Bringing this many people together to conduct the count poses a high risk amid the pandemic, according to Supervisor Hilda Solis, who introduced a motion that the Board of Supervisors approved Tuesday, ultimately expressing support for LAHSA’s request to cancel the 2021 PIT count and approval to send HUD a letter to formally exempt the county. 

“Moving ahead with the PIT counts would be a risky and challenging activity at best and a dangerous, superspreader event in the worst-case scenario, quickly infecting a high number of people with a very contagious and deadly disease,” read the motion. 

HUD has already issued updated guidelines that aim for safe tallies of the homeless amid the pandemic, such as decreasing face-to-face interactions with clients, reducing the number of volunteers and providing personal protective equipment to them. But officials said Wednesday that communities can opt out as safety is HUD’s priority. 

“If a community believes they can safely conduct an unsheltered count, we are working with them to do so. But if they have evaluated the circumstances and concluded that they cannot, then we grant the exception,” said spokesman Ed Cabrera in an email. 

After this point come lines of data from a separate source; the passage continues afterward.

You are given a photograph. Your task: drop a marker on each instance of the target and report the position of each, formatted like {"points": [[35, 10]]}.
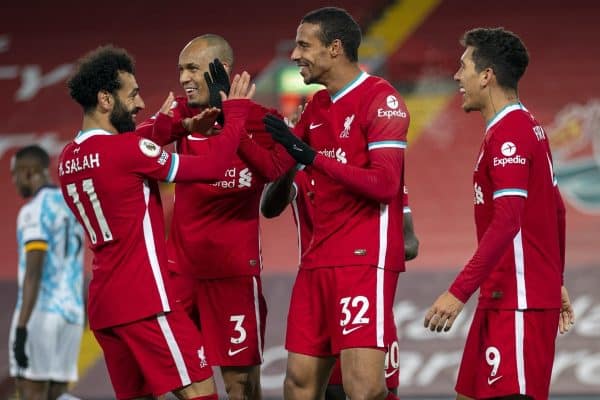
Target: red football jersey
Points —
{"points": [[109, 182], [515, 160], [215, 228], [350, 228]]}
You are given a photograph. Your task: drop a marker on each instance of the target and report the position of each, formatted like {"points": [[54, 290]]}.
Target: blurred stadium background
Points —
{"points": [[414, 44]]}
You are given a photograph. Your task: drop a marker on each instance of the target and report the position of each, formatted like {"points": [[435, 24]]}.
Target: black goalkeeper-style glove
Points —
{"points": [[216, 81], [300, 151], [19, 347]]}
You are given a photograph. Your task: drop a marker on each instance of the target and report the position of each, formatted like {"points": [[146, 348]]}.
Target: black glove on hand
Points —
{"points": [[19, 347], [280, 132], [217, 80]]}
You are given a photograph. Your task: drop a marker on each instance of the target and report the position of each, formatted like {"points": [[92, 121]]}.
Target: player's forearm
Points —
{"points": [[411, 242], [212, 165], [278, 195], [161, 129], [380, 181], [506, 222], [31, 284], [271, 164], [562, 222]]}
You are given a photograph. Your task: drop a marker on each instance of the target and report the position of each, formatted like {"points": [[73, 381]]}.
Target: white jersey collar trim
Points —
{"points": [[84, 135], [350, 86], [503, 113]]}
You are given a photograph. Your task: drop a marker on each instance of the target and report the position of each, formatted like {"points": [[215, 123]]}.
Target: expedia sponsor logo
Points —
{"points": [[392, 102], [381, 113], [504, 161], [508, 149], [338, 154]]}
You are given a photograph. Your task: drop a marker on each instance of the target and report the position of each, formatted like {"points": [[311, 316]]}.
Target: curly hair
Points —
{"points": [[99, 71], [34, 152], [498, 49], [336, 23]]}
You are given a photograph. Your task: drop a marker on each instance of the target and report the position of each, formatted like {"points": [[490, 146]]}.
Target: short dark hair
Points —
{"points": [[34, 152], [98, 71], [223, 50], [498, 49], [337, 23]]}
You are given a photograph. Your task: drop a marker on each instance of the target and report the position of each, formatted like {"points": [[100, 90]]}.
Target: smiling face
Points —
{"points": [[193, 63], [471, 83], [311, 55], [127, 103]]}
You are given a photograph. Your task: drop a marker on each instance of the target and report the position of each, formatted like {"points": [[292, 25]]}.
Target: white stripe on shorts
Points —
{"points": [[520, 356], [174, 348], [257, 316], [380, 307]]}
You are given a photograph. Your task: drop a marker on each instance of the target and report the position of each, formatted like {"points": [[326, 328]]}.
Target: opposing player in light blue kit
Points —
{"points": [[48, 321]]}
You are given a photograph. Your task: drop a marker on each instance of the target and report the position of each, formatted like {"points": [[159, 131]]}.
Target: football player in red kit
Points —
{"points": [[520, 218], [351, 138], [214, 244], [108, 175]]}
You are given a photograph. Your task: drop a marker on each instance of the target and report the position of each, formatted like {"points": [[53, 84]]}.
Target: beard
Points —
{"points": [[121, 118]]}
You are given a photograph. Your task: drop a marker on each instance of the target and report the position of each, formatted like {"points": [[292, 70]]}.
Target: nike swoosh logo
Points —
{"points": [[190, 137], [388, 374], [232, 353], [348, 331]]}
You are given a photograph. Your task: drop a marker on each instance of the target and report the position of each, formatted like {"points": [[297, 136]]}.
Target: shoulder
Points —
{"points": [[516, 126], [30, 212]]}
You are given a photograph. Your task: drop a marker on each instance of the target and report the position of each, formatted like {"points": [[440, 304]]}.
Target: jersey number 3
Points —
{"points": [[88, 187]]}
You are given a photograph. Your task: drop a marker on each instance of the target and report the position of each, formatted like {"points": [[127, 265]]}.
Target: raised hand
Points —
{"points": [[280, 132], [202, 123], [240, 88], [167, 106], [443, 313], [217, 81]]}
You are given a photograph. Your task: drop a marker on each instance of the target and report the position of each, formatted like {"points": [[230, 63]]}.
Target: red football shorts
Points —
{"points": [[154, 356], [341, 307], [392, 368], [508, 352], [231, 314]]}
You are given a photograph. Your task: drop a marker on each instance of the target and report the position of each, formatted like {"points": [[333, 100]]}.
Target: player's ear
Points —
{"points": [[336, 48], [105, 100], [486, 77], [227, 67]]}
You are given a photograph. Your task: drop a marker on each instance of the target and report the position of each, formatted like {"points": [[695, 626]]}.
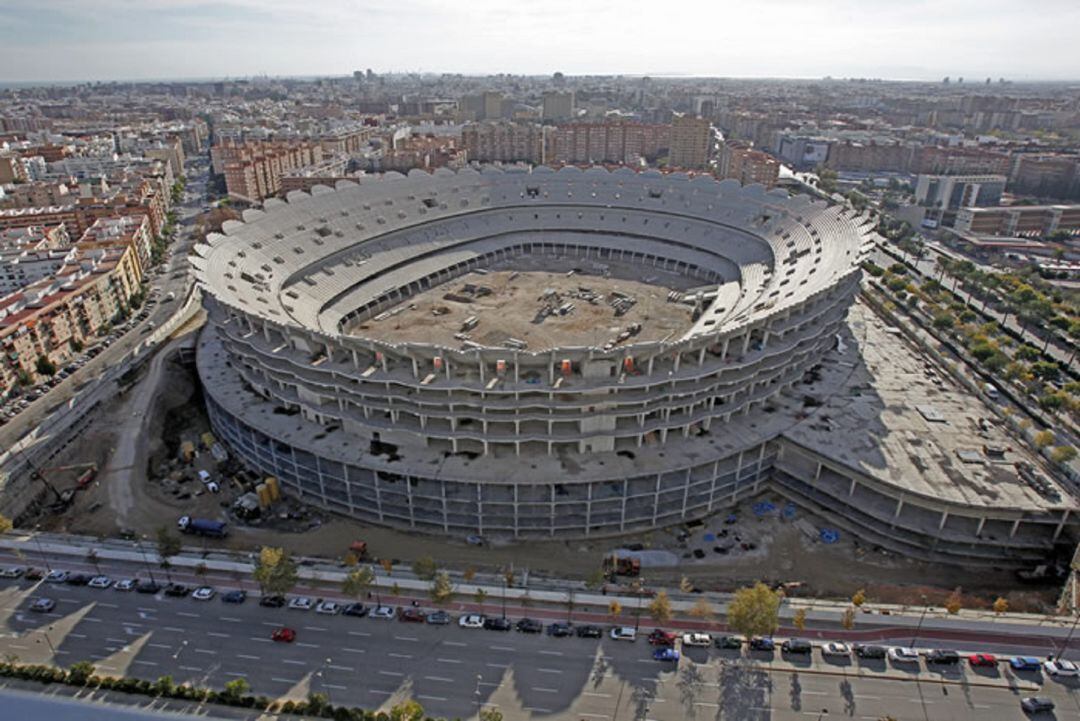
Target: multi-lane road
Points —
{"points": [[453, 671]]}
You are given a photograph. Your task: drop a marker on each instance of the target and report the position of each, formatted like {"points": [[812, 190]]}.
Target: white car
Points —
{"points": [[203, 594], [471, 621], [696, 639], [1061, 667], [383, 612], [902, 654], [328, 608]]}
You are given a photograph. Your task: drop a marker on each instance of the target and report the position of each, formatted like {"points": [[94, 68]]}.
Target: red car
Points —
{"points": [[410, 615], [284, 635], [660, 637]]}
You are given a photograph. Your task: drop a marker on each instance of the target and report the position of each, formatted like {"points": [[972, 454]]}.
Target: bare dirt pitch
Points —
{"points": [[582, 300]]}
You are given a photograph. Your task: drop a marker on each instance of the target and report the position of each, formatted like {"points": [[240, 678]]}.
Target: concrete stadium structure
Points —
{"points": [[563, 441]]}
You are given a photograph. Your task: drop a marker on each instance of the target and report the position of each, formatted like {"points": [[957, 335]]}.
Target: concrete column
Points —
{"points": [[1061, 526]]}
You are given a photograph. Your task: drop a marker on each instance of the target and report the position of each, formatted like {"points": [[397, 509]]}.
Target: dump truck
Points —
{"points": [[616, 565], [214, 529]]}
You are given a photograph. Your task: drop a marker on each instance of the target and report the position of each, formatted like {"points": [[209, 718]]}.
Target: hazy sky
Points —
{"points": [[899, 39]]}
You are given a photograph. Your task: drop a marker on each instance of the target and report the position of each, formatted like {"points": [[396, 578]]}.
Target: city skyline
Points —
{"points": [[919, 41]]}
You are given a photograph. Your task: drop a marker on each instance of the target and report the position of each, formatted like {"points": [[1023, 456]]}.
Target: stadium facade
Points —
{"points": [[507, 439]]}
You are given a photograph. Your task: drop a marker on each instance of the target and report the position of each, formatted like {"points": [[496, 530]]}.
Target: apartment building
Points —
{"points": [[504, 143], [690, 140], [741, 162]]}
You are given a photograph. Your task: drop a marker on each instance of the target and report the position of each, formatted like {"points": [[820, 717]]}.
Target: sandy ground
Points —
{"points": [[518, 294]]}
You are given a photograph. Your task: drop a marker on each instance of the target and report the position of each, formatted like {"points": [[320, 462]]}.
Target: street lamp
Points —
{"points": [[922, 615]]}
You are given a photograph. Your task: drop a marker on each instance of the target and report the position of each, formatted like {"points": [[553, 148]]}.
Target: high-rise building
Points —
{"points": [[558, 106], [746, 165], [689, 141]]}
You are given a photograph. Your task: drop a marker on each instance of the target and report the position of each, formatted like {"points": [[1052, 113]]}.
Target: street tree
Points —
{"points": [[275, 571], [660, 608], [169, 545], [424, 568], [358, 581], [754, 610], [442, 589], [701, 609]]}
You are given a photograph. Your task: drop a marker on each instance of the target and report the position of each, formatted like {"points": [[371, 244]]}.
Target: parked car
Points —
{"points": [[1061, 667], [869, 651], [439, 619], [1037, 705], [796, 645], [148, 587], [410, 615], [382, 612], [903, 654], [699, 640], [328, 608], [1025, 664], [761, 643], [498, 623], [529, 626], [203, 594], [358, 610], [177, 590], [590, 631], [943, 656], [660, 637], [43, 606], [283, 635]]}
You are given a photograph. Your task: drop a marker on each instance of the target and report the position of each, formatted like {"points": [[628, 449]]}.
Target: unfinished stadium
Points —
{"points": [[568, 354]]}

In a webinar last week, LAHSA officials said the request to cancel the 2021 count came after hearing from providers and municipalities that they do not have the bandwidth to support an unsheltered count and their concerns with health risks for staff and volunteers. 

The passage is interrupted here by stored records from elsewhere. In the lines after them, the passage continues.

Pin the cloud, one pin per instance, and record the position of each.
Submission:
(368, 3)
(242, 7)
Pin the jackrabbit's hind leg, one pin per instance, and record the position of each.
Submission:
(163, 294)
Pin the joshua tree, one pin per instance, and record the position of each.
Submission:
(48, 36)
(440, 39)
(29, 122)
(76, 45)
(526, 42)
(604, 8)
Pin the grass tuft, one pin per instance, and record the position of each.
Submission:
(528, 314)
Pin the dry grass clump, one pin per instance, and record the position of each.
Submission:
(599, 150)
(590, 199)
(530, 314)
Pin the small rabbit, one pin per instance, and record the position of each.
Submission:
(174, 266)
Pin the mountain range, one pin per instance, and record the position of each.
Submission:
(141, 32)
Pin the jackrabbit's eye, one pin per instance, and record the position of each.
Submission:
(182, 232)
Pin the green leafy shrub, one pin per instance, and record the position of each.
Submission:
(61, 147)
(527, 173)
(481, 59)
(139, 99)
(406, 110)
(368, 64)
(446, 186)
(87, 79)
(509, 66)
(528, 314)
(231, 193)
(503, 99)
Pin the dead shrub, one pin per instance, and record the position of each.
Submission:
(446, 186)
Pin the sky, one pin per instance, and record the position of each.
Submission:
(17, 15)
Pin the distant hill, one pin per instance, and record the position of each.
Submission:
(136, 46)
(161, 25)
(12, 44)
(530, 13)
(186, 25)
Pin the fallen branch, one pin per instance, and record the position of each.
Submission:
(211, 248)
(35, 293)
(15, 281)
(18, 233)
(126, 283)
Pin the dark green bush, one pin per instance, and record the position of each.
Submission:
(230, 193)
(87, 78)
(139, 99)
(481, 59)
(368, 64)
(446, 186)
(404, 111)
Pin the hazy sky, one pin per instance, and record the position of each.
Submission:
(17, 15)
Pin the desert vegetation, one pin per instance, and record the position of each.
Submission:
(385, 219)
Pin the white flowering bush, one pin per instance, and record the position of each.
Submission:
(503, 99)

“I agree with the Board of Supervisors and with LAHSA’s decision that it would be a potential super spreader event,” said Michael Foley, director of Bridge to Home and a member of the Santa Clarita community task force on homelessness. “I think that our homeless service systems are working overtime right now, and to attempt to have hundreds and hundreds and hundreds of people gathering together, learning how to go and do the count appropriately going out in groups, that just doesn’t make a lot of sense as we reach, you know, really the heights of the COVID crisis in January.”

With the potential for a reduced number of volunteers, if there were to be a count, Foley said accuracy would be at risk. Santa Clarita’s task force has worked toward attaining a more accurate count as previous figures have depicted what is believed to be a far lower number of the area’s actual homeless population. This year’s total was 168, a tally that aligns more closely to Newhall School District’s student homeless population of about 148, according to Superintendent Jeff Pelzel in a previous interview

“During the webinar, I reiterated the position of Santa Clarita Community Task Force on Homelessness of using real-time, actual data provided by individual service providers to make funding decisions,” said Jerrid McKenna, assistant to the city manager, in an emailed update to task force members on LAHSA’s request to opt out of the count. 

The federal government uses data from the counts to determine funding that communities could receive to help reduce their homeless population. 

LAHSA plans to use the 2020 results for federal funding determination. 

“To clarify, there has not been a significant impact to funding received by the city or local service providers, even with a lower figure provided in 2020,” said McKenna. “We have been able to use other data to support and justify these funding requests and will continue this successful practice.”